November 6, 2008 · Leave a Comment

One point that I myself seem to igore like most economist student is about concave and convex problem but they are quite important in building economic model of optimization. I just try to summarize and imporve my memory on these overlook points. May be it can help for my future use in research.  

Concave refer to bell-shape curve (inverse U-shape) while convex is (U-shape). Why do concave and convex is important in eonomic optimization?  The answer is simple if the carve is to be convace (strictly concave) then the opitamal point must be unique. If it happen that the curve is not strictly concave then it mean a small part of the curve will be line segment then there are possible that multiple opitmal point is feasible.

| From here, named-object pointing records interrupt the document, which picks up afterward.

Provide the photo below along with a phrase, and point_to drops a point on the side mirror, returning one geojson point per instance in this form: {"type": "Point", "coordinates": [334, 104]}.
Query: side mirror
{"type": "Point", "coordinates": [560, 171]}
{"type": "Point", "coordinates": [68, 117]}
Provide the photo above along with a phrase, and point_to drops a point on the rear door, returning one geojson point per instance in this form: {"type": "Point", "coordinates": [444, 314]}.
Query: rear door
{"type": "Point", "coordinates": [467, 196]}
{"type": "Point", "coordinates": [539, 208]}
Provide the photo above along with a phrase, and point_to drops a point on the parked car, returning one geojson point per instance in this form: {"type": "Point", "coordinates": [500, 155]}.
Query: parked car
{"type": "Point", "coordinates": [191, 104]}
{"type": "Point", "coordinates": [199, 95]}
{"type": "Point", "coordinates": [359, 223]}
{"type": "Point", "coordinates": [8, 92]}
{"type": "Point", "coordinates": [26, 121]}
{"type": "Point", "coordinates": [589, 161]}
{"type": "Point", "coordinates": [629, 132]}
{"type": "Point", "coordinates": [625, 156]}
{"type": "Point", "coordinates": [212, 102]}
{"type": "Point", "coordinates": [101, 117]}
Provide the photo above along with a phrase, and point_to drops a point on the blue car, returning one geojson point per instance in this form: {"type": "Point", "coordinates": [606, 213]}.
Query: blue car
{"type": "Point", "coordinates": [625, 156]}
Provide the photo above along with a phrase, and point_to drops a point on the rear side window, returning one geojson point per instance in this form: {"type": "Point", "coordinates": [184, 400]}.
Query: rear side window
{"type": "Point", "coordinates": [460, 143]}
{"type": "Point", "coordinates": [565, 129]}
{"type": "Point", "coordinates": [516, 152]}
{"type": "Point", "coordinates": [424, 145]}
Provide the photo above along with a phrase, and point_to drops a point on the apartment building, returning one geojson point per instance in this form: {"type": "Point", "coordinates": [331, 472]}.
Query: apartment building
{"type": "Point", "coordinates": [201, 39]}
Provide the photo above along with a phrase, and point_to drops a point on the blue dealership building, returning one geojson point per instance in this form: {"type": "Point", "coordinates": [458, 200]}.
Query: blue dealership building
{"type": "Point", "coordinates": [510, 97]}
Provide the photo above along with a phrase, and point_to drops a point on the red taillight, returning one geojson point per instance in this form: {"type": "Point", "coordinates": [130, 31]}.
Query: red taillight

What is above quasi-concave or quasi-convex curve? Well quasi-convex or quasi-concave is similar to convex and concave case but the different is that a quasi-concave curve can include both concave and convex and likewise the quasi convex and quasi-convex case. In graphical dimension, quasi-concave is noted by some reverse curvature at the tail of the curve/ Strictly concave implies stricly quais-concave likewise the strictly convex imply stricly quasi-convex.

In any opitmization method ranging from static one such as Lagrang mutliplier method with equality constraint, Kuhn-Tucker method of inequality constraint to dynamic optimization such as Pontrygain and Bellman Equation. The curvature condition play role on uniqueness of both interior solution and corner soultion.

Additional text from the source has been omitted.